Kim Andersen: showcasing the sport

Tomorrow, World Sailing’s 3-day 2019 Mid-Year Meeting will start in London, England. This is one of two events during the year wherein the public can witness the processes of the organisation. Scuttlebutt editor Craig Leweck checked in with World Sailing President, Kim Andersen, for an update.

In Part 1, Kim discussed many of the changes within World Sailing and the decisions being made for the Olympics events. Here, in Part 2, the conversation drifts toward the broadcast of the Olympic events.

The trend for Olympic equipment has been toward modern high performance, but boats like the skiffs and multihull aren’t too seaworthy in the upper wind range. Looking forward, should it be a priority that the Olympic equipment is suitable for all conditions?

For sure, we need to keep that in mind. I think also, for sure, that with the diversity of our sport, and having 10 medals, that should also be on top of the mind when we are sort of looking over the specs. Safe events and equipment are important, but having said that, you can adapt the venues to counter any equipment issues. That’s what happened at the Rio Olympics with the ocean and bay courses.

But for Rio, there was only one race area for broadcast, and it was inside the bay with safe conditions. The excitement of the big wind and waves on the ocean was lost.

The issue in Rio was how we are going to televise, and I can only say that the way we are doing it now gives us a great more deal flexibility. People will say that sailing isn’t a media sport, and I agree. I don’t think you’re ever going to transport the feeling of sailing a dinghy boat to the audience. But I think we can get close, maybe deliver 80% of that feeling, of that understanding of what sailing is.

With the graphics available and a lot of new media, we can actually do this, so that is our goal. How we are now using our media in the World Cup events sets the way for how we are going to use it at the Olympics.

We have greatly improved the synergy with World Sailing, the Olympic Broadcasting Services (OBS) which are the broadcast company for all Olympic events, and Swiss Timing which does the timekeeping and scoring for all Olympic events. Getting these two companies to use our systems is a big step forward.

What we have missed for years is how sailing is to be televised, and this has hurt our efforts to attract an audience. And as you said in Rio, we definitely missed broadcasting those exciting races on the ocean course, with boats flying around and capsizing. So the broadcast must be able to embrace all the elements, and be able to operate within them.

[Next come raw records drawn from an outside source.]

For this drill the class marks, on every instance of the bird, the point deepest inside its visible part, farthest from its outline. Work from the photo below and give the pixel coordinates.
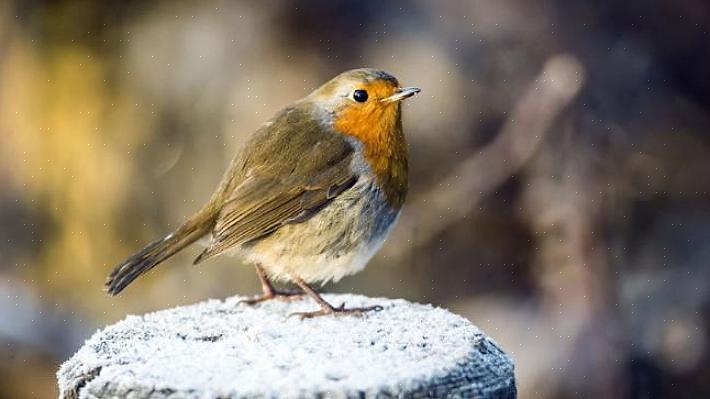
(310, 197)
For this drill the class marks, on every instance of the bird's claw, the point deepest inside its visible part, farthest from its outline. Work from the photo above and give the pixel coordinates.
(337, 311)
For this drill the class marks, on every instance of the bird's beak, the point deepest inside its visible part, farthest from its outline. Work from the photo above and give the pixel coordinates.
(400, 94)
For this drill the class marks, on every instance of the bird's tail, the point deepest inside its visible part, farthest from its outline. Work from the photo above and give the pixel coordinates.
(159, 250)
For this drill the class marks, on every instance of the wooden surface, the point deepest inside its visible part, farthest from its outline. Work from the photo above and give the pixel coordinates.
(223, 349)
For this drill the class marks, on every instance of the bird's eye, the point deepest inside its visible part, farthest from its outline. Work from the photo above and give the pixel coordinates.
(360, 96)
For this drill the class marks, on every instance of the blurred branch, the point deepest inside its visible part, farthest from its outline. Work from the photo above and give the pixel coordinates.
(29, 320)
(561, 79)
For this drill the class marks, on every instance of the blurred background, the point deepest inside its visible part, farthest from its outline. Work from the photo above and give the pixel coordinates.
(560, 153)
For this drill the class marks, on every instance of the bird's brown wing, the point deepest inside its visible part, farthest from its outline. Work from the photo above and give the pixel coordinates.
(278, 188)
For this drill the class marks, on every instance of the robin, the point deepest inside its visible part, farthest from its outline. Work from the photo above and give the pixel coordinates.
(310, 198)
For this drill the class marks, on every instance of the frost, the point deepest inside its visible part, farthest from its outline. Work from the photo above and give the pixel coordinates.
(231, 350)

A side note for Rio was how, because of the limitations on the broadcast course, and how the very windy days meant we had to shuffle some of the events to different courses, there was an imbalance of television time across the ten events. While that was not great, it also impacted how the IOC viewed the importance of certain events.

Because of this imbalance, the method of the IOC to track viewers per class was not fair. They were trying to pass judgment on classes by using the media data and I said they can’t do that if they’re not able to cover all the race areas. For Rio, the Finn had bad numbers because they were out in the ocean more and not covered by the media. This problem was exasperated when World Sailing made public the media data without explaining how the collection of data was not fair and equal.

OBS was established by the IOC to serve as the Host Broadcaster for the Olympic Games, and you had previously said how, in the past,  there had not been enough coordination between World Sailing and OBS to insure that sailing was presented properly. So this progress is good.

Yes, I think what we are doing now is very much different from what we have done before and it’s definitely in line with what we can expect at the Olympics. We are already now sitting together with the OBS to discuss how we cover the offshore event for Paris 2024. So that discussion we are taking up front this time, and doing so very early to sort out the details.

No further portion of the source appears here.